Always be sure that an independent clause lies on either side of the semicolon for proper use; otherwise, use a comma (see what I did there?).

For example:

  • The sunset was spectacularly beautiful on the cloudless horizon; however, we planned on rain the following morning despite the clear skies. 
  • She really could be challenging to get along with for group work; on the other hand, her stubbornness got everyone to pull their full weight. 

Rule #4

Use semicolons to help avoid confusion if an independent clause already contains a comma. If two independent clauses are joined by a coordinating conjunction, but one or both of the clauses already contains a comma, a semicolon can be placed before the conjunction in place of another comma to avoid confusion. 

For example:

  • We planned on tubing, hiking, and skiing at our favorite hill last winter; but the winter storms were so bad, the roads up to the hill were closed half the season. 

Rule #5

Use a semicolon between items in a series if the items also contain commas. The items often contain either nonessential appositives, participial phrases, or adjective clauses. See examples of each, in order, below:

  • I emailed thank you letters to Ms. Herrera, the math teacher; Mr. Dodson; the science teacher; and Ms. White, the social studies teacher. 
  • I got no sleep last night due to my neighbor, playing loud music; my dog, howling along with it; and the full moon, shining in my window. 
  • The used bike I bought has tires with aggressive treads, which are brand new; a leather seat, which was custom fit; and cushioned handlebars, which help with my arthritic grip. 

Commonly Asked Questions

There are a few commonly asked questions surrounding semicolon use that may still need clarifying. Check out these answers to help ensure you use a semicolon correctly. 
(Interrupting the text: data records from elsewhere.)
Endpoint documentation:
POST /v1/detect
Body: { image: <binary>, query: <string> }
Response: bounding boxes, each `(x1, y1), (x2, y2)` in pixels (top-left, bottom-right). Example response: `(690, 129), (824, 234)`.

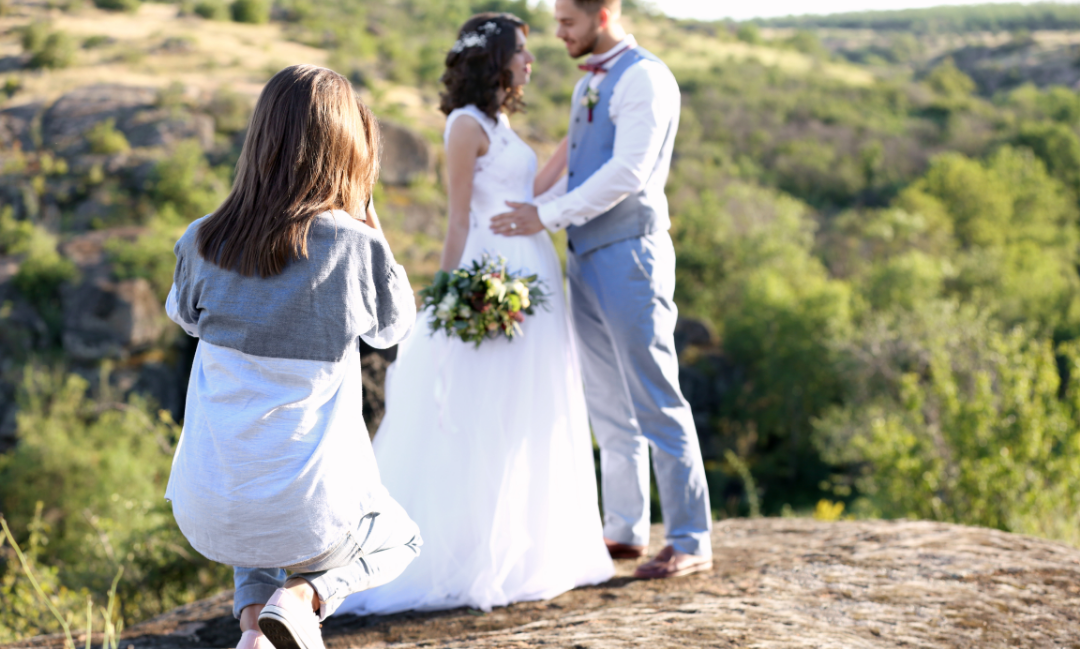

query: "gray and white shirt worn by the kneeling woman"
(165, 212), (416, 568)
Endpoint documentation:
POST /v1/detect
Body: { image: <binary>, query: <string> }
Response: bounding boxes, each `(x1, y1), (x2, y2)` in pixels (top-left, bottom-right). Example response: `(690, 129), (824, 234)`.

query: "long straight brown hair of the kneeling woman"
(198, 65), (379, 278)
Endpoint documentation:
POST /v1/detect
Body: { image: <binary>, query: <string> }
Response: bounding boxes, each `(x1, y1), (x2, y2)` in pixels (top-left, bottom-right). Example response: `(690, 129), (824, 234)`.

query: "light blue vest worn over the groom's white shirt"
(566, 48), (678, 255)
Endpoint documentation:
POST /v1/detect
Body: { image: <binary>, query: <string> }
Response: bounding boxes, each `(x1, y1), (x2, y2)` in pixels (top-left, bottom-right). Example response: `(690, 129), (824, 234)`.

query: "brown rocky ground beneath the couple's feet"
(10, 518), (1080, 649)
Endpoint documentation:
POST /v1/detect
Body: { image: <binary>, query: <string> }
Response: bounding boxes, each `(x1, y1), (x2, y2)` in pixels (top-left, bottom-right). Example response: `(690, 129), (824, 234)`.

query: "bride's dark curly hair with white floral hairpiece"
(438, 12), (529, 119)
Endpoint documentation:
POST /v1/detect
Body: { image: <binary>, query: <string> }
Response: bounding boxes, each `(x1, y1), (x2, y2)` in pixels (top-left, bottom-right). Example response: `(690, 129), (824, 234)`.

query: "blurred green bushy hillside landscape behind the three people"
(8, 0), (1080, 641)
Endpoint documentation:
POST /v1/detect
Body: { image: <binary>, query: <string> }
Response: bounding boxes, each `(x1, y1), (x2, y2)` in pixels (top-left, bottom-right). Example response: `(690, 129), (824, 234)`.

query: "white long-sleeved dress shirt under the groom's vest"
(537, 35), (681, 231)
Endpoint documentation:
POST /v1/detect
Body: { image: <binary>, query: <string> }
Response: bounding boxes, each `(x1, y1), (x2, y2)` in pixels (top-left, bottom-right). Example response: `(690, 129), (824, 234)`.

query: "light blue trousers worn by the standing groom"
(566, 232), (712, 556)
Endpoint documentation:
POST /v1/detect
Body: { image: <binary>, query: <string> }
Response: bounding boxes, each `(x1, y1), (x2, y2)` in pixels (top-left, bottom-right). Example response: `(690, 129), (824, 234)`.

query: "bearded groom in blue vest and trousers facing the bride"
(491, 0), (712, 579)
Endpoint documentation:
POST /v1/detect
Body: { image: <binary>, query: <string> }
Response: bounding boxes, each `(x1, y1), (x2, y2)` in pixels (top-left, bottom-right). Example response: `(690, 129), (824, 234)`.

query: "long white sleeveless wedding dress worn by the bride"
(339, 106), (613, 614)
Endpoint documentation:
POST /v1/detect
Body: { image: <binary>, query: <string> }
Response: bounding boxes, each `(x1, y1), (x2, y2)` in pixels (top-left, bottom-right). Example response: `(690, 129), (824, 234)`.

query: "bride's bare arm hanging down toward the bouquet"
(440, 114), (488, 272)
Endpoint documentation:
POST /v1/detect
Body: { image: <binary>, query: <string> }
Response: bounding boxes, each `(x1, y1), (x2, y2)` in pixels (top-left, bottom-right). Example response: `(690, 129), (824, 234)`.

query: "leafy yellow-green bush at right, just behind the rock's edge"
(814, 302), (1080, 544)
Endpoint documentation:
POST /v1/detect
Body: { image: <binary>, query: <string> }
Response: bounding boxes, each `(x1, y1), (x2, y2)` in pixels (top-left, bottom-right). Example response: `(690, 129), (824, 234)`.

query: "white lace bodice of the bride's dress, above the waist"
(443, 104), (537, 230)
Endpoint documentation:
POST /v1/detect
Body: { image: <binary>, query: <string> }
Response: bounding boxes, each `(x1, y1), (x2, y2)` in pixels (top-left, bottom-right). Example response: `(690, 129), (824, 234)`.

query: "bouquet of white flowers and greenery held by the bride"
(420, 255), (548, 347)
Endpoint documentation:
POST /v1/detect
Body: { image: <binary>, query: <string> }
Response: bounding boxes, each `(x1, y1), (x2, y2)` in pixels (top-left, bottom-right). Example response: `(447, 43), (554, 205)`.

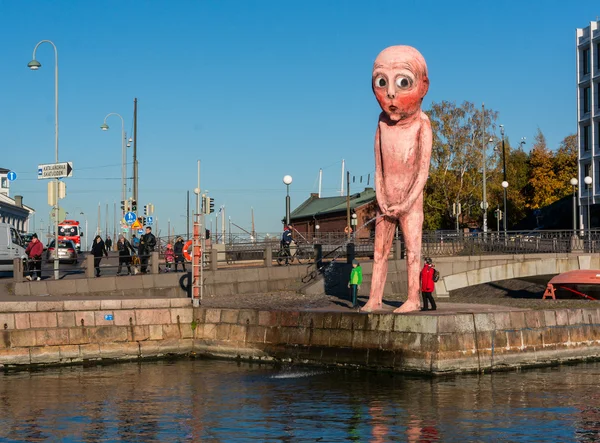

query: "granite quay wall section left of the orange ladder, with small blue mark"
(0, 298), (196, 367)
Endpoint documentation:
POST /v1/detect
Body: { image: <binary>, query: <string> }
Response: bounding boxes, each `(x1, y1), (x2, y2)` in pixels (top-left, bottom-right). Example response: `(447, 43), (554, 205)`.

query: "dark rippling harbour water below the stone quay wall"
(0, 360), (600, 442)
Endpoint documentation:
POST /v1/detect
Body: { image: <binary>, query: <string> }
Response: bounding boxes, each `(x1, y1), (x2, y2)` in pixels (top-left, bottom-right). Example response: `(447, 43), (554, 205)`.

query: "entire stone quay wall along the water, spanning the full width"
(0, 298), (600, 374)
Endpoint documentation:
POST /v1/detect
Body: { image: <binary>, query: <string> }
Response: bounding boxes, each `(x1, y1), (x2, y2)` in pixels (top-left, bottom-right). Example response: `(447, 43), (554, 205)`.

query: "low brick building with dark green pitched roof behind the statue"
(290, 188), (377, 241)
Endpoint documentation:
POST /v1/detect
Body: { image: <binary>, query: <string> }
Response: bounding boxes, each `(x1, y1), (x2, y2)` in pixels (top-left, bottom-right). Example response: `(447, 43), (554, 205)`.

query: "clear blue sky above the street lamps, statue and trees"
(0, 0), (600, 239)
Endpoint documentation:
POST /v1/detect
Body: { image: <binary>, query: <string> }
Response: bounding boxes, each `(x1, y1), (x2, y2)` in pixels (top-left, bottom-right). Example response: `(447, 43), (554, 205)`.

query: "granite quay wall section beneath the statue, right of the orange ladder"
(194, 309), (600, 374)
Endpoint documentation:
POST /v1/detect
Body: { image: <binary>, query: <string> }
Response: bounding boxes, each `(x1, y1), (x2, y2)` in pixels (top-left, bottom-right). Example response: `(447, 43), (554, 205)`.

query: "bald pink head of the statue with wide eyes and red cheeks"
(372, 46), (429, 121)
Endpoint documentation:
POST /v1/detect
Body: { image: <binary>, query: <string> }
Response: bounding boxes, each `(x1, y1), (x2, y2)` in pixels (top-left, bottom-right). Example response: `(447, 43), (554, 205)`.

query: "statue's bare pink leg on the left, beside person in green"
(361, 217), (397, 312)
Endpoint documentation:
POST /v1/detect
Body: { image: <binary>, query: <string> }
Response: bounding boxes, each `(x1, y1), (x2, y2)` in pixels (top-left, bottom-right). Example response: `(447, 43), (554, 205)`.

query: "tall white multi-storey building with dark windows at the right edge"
(576, 21), (600, 228)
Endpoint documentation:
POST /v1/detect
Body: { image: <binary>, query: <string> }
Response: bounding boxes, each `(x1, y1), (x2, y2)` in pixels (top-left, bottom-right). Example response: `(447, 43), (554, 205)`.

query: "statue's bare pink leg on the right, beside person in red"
(394, 196), (423, 313)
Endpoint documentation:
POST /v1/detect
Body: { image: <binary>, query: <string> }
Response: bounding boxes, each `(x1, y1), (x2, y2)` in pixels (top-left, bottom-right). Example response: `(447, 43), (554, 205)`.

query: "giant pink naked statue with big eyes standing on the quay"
(362, 46), (432, 313)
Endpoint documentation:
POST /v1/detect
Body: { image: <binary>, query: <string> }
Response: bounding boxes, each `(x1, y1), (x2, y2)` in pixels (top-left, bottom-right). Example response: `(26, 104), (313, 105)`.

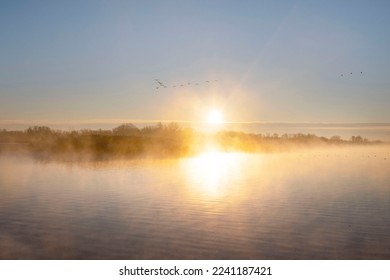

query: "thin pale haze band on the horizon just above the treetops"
(0, 122), (390, 141)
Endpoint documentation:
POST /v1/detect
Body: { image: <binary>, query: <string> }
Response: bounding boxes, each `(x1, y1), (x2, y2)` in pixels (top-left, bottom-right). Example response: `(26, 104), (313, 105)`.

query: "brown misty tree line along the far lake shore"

Do You Capitalize After a Semicolon?

In short, no. Never capitalize after a semicolon since the clause following its use has been conjoined with the previous clause to create a complete sentence. 

Does a Semicolon Mean and or or?

Even though a semicolon technically replaces a coordinating conjunction, that does not mean it means the word it has replaced.

What’s the Difference Between a Colon and a Semicolon?

Whereas a semicolon works to conjoin two independent clauses and help avoid confusion when too many commas are present in a sentence, a colon acts as an introductory device to help the reader look ahead to additional information. A colon also does not require the use of independent clauses for proper use and can be used with single words where appropriate. 

When to Use a Semicolon in Writing – Sentence Examples

Those drinking more than six cups of coffee a day were at 40 percent lower risk for diabetes than nondrinkers; the figure for those who drank less than a cup per day was just 4 percent. [New York Times]

Without the document of 1787, there would have been no United States; with it, the conflict over slavery as the nation expanded became inevitable . . . [You Don’t Say]

Ms. Milgram, citing her oversight responsibilities for New Jersey nonprofits, filed suit on Sept. 17, naming Dr. Raveché; Lawrence T. Babbio Jr., the chairman of the institute’s board and a former Verizon president; and the Stevens trustees as defendants. [New York Times]

Yes, he had legislative victories; but he didn’t show that Congress can make hard choices and act responsibly, because he never asked it to. [New York Times]

Let’s Review

Semicolons are powerful punctuation marks used to bring together two independent clauses that are related to one another. Its use helps highlight that there is additional information to be had about the sentence subject. 

You can also use it to help clarify sentences that already have commas, and the addition of yet another would confuse the reader.